No significant change in the quality of life after the intervention was unexpected, as previous studies have reported that sleep quality affects quality of life in general (Bagheri et al., 2007). However, some speculations can be made. First, it may have been due to the small sample size, which may have created a large variance in the sampling distribution (Wickenberg-Bolin et al., 2006). Second, it could have been related to the physical health condition of participants in this study. Some of them were under cancer treatment, suffered from aftereffects of the vigorous cancer treatment, or were at the recovery stage with a weaker health condition, or changes in sleep quality of participants may not have been sufficient to generalize to other areas, including quality of life. Another possibility is that the directionality of the effects is opposite: quality of life needs to be increased for sleep quality to increase or sleep-related problems to reside. Finally, the 66 days of intervention may not have been sufficient for patients with cancer to habituate the sleep hygiene methods introduced in the program, especially when the CBT methods had to be self-implemented. Therefore, the methods by which to increase the quality of life of patients with cancer should be considered in future studies.

Limitations

This study has several limitations. First, it is a pilot study with an underpowered sample size. Recruiting patients with cancer who have sleeping problems was extremely difficult in this study, as medication is a typical and more acceptable choice of treatment for this population, at least in South Korea. Replication is a must with a large sample size, for which strategies to facilitate the recruitment procedure should be well planned. Second, this pilot study used the PSQI as a primary outcome measure and did not include diagnostic tools such as the Insomnia Severity Index. The PSQI is a subjective measure for sleep quality. This is the primary reason for not categorizing the HARUSleep program as a dCBT-I. To establish the efficacy of the HARUSleep program as a dCBT-I for cancer patients, subsequent studies should include diagnostic tools for sleep.
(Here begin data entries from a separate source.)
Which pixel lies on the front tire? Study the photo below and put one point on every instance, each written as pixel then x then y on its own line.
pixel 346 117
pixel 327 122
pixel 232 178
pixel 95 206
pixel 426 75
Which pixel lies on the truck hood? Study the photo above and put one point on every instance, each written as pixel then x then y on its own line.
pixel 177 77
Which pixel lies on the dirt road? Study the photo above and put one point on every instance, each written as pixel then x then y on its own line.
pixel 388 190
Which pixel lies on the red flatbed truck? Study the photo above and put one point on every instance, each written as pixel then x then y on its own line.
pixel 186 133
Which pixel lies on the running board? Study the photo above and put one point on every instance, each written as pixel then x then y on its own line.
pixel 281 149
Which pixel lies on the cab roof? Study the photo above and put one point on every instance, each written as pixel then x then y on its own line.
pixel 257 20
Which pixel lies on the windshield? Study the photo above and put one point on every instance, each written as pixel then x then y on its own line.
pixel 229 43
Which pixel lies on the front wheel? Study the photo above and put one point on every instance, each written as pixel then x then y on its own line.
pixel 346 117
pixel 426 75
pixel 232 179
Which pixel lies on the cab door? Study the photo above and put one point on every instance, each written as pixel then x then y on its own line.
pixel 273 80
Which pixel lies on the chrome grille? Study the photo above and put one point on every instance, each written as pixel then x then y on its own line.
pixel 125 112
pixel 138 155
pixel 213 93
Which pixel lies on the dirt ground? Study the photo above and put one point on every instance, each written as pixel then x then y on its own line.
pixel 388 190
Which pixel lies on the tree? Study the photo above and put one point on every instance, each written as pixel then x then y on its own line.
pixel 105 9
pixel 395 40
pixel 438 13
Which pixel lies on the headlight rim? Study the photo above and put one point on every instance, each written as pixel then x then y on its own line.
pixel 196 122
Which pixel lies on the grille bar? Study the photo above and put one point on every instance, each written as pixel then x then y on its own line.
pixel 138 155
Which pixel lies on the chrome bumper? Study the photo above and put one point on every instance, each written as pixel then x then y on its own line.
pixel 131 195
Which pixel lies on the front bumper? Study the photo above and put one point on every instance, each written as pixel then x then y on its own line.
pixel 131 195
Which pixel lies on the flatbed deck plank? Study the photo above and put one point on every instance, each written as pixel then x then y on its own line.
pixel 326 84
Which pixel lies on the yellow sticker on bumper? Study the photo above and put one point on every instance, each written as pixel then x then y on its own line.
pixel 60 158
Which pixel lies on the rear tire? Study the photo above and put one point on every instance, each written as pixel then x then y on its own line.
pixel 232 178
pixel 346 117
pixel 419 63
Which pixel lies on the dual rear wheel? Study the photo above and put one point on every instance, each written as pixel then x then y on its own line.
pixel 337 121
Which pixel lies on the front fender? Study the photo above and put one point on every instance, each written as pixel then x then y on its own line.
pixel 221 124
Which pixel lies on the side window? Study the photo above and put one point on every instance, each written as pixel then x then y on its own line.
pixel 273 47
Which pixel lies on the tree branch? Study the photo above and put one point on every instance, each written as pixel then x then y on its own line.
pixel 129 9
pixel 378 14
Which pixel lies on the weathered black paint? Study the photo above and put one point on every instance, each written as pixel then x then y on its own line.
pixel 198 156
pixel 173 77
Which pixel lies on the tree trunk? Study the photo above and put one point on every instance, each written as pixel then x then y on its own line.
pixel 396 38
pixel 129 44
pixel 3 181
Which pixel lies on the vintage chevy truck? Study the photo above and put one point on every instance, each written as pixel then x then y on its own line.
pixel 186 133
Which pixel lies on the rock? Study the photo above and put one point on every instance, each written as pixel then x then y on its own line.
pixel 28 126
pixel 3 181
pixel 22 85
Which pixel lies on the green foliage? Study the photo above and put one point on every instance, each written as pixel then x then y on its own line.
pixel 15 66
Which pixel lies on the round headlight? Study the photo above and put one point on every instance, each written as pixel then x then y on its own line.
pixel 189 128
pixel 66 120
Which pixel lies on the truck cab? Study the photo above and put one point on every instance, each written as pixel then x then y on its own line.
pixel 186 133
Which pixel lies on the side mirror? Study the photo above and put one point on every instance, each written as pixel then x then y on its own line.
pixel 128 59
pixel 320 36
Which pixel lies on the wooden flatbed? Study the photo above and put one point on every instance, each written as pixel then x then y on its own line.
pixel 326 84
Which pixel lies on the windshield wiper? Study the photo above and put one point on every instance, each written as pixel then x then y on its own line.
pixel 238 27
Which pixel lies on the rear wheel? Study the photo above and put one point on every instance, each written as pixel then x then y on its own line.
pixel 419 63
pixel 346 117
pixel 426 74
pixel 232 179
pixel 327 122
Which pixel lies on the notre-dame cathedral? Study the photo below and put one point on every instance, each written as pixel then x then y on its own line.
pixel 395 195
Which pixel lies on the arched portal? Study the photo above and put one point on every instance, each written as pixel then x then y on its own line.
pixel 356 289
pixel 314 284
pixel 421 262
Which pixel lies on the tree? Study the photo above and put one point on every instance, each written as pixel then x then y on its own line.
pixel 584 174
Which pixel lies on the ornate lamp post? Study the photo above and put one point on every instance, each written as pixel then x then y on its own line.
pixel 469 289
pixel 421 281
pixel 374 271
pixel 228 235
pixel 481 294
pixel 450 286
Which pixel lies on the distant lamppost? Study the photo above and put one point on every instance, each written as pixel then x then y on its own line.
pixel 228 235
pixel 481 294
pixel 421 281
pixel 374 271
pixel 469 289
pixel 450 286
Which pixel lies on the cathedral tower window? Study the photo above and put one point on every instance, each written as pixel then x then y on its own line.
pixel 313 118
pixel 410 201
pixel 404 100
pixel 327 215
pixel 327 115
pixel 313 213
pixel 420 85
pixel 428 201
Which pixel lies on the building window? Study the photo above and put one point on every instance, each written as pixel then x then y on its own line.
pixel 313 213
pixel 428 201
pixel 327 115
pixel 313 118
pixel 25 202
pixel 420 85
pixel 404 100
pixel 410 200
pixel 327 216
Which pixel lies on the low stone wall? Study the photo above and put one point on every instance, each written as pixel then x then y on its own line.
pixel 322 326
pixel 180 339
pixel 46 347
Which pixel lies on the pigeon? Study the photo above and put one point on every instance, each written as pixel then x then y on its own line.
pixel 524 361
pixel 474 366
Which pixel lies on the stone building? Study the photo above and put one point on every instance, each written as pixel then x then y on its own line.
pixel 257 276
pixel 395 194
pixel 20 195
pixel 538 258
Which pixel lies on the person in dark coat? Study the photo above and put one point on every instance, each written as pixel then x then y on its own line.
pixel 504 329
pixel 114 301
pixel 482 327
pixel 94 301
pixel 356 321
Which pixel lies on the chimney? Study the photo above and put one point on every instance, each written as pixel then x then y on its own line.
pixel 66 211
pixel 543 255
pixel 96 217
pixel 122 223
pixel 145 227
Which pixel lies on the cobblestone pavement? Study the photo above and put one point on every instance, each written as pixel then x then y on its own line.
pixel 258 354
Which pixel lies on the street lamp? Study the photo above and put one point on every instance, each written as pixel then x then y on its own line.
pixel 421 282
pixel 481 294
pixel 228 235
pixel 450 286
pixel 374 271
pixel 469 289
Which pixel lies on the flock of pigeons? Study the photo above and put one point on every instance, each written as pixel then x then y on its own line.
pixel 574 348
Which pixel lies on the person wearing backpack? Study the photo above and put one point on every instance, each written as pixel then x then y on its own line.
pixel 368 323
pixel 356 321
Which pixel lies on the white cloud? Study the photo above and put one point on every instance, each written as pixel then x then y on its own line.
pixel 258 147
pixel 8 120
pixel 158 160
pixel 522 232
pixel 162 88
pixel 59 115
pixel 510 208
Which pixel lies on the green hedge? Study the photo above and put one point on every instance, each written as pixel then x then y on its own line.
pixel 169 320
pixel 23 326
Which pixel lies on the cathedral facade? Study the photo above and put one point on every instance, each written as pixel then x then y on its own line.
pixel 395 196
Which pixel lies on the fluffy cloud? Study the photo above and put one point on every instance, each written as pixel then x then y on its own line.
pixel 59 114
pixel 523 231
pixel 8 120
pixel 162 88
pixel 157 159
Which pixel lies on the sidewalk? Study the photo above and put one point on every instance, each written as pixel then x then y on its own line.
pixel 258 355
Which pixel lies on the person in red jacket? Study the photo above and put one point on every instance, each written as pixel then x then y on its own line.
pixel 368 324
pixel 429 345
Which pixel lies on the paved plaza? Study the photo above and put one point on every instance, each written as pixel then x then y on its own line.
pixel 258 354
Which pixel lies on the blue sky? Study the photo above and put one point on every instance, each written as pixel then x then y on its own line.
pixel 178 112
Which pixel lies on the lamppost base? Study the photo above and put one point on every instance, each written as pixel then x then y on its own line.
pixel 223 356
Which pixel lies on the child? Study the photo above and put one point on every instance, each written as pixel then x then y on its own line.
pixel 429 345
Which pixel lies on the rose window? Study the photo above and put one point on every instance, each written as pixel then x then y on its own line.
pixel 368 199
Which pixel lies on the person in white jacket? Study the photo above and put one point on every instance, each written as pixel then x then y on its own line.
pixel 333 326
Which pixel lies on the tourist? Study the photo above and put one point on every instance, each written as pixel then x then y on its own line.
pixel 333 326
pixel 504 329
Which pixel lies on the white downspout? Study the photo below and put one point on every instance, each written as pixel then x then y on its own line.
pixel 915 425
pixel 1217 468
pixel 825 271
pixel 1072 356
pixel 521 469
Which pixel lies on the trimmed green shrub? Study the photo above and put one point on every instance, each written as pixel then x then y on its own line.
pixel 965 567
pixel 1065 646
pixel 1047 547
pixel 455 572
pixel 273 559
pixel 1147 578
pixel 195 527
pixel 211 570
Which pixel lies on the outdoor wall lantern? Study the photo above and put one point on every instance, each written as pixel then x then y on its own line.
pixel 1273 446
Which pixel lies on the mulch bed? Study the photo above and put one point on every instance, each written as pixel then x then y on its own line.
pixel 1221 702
Third, future studies should also consider the effects of age and other psychological and cancer-related factors (e.g., depression, anxiety, type of cancer, aftereffects, etc.) on sleep quality, as a positive correlation between these variables and sleep has been reported in a few previous studies (Donovan and Jacobsen, 2007; Melton, 2018). These variables were not included in this study due to its focus on preliminary efficacy as a pilot study and because of the small sample size. Further, subsequent studies would benefit from measuring more primary outcome measures, as sleep quality can be measured by different hallmark variables, such as sleep duration or inability to fall asleep. Finally, the lasting effects of dCBT should be evaluated by including a long-term follow-up assessment, which is critical to establish the efficacy of any psychological treatment.

Conclusion

This study was conducted to examine the preliminary efficacy of dCBT in patients with cancer experiencing sleep problems. The HARUToday Sleep program was developed, and the results suggested that the program has the potential to decrease sleep problems in cancer patients. However, this is a pilot study with a small sample size; hence, careful interpretation should be made. Nevertheless, this study has strengths in terms of experimental design—it was an RCT and included a digital-placebo group. The improved quality of sleep after receiving the HARUToday Sleep program suggested that this new program has the potential to become an efficacious program to resolve sleep problems among patients with cancer. Again, this is the first step in establishing the efficacy of dCBT for cancer patients and requires a series of RCTs with larger sample sizes. Through these studies, mediating factors such as demographic, psychological, and cancer-related variables (age, depression, anxiety, cancer type, aftereffects, etc.) related to the efficacy of this program should be identified to better target those patients who will benefit from the program before the dissemination of the program to clinical settings. Future studies should aim to discover the underlying mechanism (e.g., change in biased thinking, decrease in negative thinking, etc.) of efficacious dCBT and the involved technical processes (e.g., components of the program, delivery method of the program, etc.). Finally, the results of the present study may possibly lay the ground to determine the efficacy of dCBT programs for sleep in terminally ill patients with chronic diseases.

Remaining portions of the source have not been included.